Havana, Cuba (CNN) -- The Cuban government has agreed to allow all private businesses to hire employees, something previously restricted to a limited number of occupations, state media said Tuesday.
A meeting of the Council of Ministers also approved a proposal to delay massive layoffs, Granma newspaper reported, without providing any details.
Last year, President Raul Castro announced the biggest shakeup to the Soviet-style economic model in decades. He said more than a million state jobs needed to be eliminated.
At the same time, he said more private enterprise would be allowed to help soak up some of the unemployed and provide new sources of income, via taxes, for depleted state coffers.
The government published a list of 178 private occupations that Cubans could hold, from running a private restaurant to working as a plumber to being a party clown.
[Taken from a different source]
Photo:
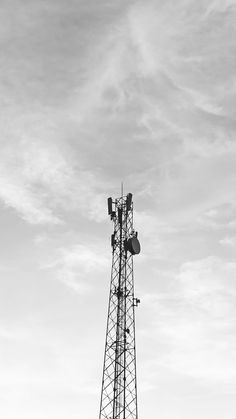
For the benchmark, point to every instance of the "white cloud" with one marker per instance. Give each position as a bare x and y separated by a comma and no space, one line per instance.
196,318
78,265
Of those, 83 of them could hire employees.
Now, the Council of Ministers has granted all small businesses the authority to hire employees and agreed to further loosen regulations on the self-employed, according to Granma. The newspaper said it would provide details at a later date.
More than 200,000 Cubans have bought licenses to open small businesses since October.
The plan for government layoffs was harshly criticized by Cubans worried that for the first time in 50 years they will no longer be guaranteed a job, no matter how small the salary.
Castro originally had said that half of the layoffs from state jobs would come by March of this year. He later announced that the layoffs would be delayed, without giving a new timetable.